Wir meinen: wohl kaum. Auch wenn die genannten Erklärungen eine Rolle spielen könnten, hat die hier praktizierte Hetz-Kampagne eine wesentlich weitreichendere Grundlage: Ariel Sharon wagte mit allen Konsequenzen, sich gegen den Willen der Staatengemeinschaft und sogar gegen die Aufforderung - jüngst - der Schutzmacht Israels, der USA, nach sofortigem Rückzug zu stellen, sich zu Wehr zu setzen. Unverschämtheit. Juden kann man alles verzeihen (die Deutschen waren sogar dabei, ihnen Auschwitz zu verzeihen), nur eines nicht:: anstatt in die Opferrolle, für die sie die Welt bestimmt hat, zu schlüpfen, bringen sie die ganze Weltordnung und Werteskala durcheinander und wagen, sich zu wehren. Ariel Sharon steht für die Personifizierung dieses "Unheils" wie kein anderer. Wie schön und herzzerreißend war die Zeit noch vor ein paar Jahren, als die deutsche Nation - aus ihrem endlosen Mitleid für die Opfer - schluchzend aus dem Film "Schindlers Liste" rausströmte und den trauenden Komparsen spielte, wo sie doch die Protagonistin war.

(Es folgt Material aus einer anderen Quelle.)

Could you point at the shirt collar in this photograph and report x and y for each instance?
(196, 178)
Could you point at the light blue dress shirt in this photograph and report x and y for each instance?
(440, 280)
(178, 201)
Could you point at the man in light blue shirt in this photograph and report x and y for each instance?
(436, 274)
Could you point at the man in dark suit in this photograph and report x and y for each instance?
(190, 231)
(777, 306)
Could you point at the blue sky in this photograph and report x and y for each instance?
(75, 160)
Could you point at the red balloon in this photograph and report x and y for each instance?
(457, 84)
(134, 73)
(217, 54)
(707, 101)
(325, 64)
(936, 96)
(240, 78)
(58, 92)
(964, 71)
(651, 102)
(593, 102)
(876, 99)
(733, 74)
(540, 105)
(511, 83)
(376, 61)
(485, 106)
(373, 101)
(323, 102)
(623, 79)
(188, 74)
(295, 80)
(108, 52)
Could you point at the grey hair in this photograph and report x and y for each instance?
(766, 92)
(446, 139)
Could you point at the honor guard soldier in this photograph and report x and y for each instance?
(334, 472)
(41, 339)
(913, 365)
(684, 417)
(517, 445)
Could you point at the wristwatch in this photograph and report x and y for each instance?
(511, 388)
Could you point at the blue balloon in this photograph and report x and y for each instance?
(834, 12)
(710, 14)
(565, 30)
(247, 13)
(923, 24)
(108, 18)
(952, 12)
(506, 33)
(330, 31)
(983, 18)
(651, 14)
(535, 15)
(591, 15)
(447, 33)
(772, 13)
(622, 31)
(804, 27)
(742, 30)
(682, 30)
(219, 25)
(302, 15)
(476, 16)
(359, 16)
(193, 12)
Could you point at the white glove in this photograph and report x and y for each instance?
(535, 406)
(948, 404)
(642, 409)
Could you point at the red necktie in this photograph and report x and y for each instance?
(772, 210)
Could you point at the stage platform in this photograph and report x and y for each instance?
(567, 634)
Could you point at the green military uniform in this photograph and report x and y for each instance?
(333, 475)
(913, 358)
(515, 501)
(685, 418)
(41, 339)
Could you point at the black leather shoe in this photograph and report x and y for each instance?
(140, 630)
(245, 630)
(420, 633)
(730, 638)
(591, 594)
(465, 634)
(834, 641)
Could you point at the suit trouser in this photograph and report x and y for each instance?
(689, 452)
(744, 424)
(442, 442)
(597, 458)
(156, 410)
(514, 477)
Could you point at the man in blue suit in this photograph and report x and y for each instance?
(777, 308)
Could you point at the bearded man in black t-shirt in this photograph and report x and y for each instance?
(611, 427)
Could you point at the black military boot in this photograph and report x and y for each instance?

Um keine falsche Schlüsse zu ziehen: Auch wenn der Hass bei den früheren Ministerpräsidenten Israels nicht so offen und zugespitzt war: gehasst wurden sie alle, von Barak und Netanjahu bis zu den noch früheren. Erst nach ihrem Tod wurden ihre "guten" Seiten - wie im Fall des ermordeten Ministerpräsidenten Ytzhak Rabin entdeckt (er bekam besonders gute Noten, da sein Mörder ein Jude war).

Genügen diese paar Beispiele oder genügen sie nicht? Anscheinend genügen sie nicht. Nicht weil sie nicht faktenreich sind, nicht weil sie nicht nachweisbar sind, sondern einzig und allein, weil sie keine Rolle spielen: Der Krieg im Nahen Osten ist und bleibt ein Anlass und nicht die Begründung für die oben geschilderte Entwicklung.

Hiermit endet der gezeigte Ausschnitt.